Riders on the STORM
Puffins – they laugh in the face of 200km/h winds!
Its first steps are tentative. After all, its legs aren’t used to steady ground. This young Atlantic puffin has spent four years on the high seas – without once returning to dry land. It has seen waves higher than a house and flown through 200km/h winter storms. It has dived through salt water colder than ice. “And it has found the love of its life,” says Stephen Kress.
The American ornithologist has been observing the colonies of puffins in Newfoundland for more than 30 years. He has dedicated his life to researching the species, “because these animals symbolise the meaning of life like no other living beings.” Every year the same couple pair up in the same colony. They burrow a hollow on the edge of a steep cliff, furnish their home with seaweed and feathers, and raise a single chick there. The houseproud parents keep it warm and clean, and fly tirelessly round the clock to catch small fish with which to feed their nestling.
But after five to six weeks something weird happens, something virtually unheard of in the bird world: the young puffin crawls out of its hollow for the first time in its life, topples over the cliff into the sea – and vanishes. Little hatchlings who have never seen the sun, never learnt how to catch fish; whose wings are too weak to carry their bodies, whose feathers have never got wet; these young things now tumble into the bitterly cold dark blue water, paddle out to sea and never look back. It’s as if they are born to be called into the Atlantic. And as if their elders know how powerful this call is, for they stand motionless next to one another at the entrance to their burrow, watching their offspring leap into the unknown.

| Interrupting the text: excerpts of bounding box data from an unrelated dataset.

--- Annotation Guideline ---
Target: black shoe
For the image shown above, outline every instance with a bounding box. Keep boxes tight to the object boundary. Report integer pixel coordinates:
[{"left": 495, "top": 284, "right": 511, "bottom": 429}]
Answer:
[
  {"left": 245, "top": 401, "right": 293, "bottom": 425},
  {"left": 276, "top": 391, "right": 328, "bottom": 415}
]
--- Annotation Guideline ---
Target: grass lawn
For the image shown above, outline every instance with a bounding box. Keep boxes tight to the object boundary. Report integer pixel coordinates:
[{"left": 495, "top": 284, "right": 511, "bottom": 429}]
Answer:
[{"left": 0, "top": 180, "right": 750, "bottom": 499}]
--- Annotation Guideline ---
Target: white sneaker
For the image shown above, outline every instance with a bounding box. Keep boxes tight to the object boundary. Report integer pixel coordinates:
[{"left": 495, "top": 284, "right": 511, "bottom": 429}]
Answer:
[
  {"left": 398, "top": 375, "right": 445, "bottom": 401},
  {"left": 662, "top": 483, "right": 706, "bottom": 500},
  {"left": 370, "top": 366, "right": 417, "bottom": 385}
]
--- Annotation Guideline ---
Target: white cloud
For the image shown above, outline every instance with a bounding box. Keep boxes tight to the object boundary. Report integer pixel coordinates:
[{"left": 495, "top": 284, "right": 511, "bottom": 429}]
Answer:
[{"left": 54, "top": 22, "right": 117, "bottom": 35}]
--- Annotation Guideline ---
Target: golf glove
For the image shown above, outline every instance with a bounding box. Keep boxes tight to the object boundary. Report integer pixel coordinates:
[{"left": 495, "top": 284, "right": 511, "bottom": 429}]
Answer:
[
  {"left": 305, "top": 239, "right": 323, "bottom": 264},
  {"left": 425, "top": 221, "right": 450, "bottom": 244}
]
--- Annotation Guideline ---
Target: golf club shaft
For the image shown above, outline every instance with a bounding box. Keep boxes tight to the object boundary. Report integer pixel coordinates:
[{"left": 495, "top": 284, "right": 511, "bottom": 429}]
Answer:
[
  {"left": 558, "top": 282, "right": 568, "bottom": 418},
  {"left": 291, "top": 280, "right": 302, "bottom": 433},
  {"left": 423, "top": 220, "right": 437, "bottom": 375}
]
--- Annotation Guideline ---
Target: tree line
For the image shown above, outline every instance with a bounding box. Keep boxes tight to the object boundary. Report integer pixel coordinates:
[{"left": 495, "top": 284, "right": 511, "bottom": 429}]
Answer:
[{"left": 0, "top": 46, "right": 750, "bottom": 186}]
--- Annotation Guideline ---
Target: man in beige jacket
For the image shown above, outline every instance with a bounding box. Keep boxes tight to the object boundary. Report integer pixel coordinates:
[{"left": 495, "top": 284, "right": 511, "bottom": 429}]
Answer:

The North Atlantic is considered one of the most dangerous oceans in the world, even in summer. But in winter it is nothing less than a hellish nightmare of monster waves, fields of pack ice and blizzards. What happens to the chicks out at sea? “It might sound unbelievable,” says Kress, “but they learn to catch fish and sort them in their mouths. They acclimatise to the sun and the Earth’s magnetic field and get the hang of navigation. They spread their wings and become surprisingly fleet fliers.”
Four years pass before the animals reach adulthood and become acquainted with the puffin they will spend the rest of their lives with. Together the new pair retreat to their colony to raise their own single chick, before watching on proudly as it follows the call of life.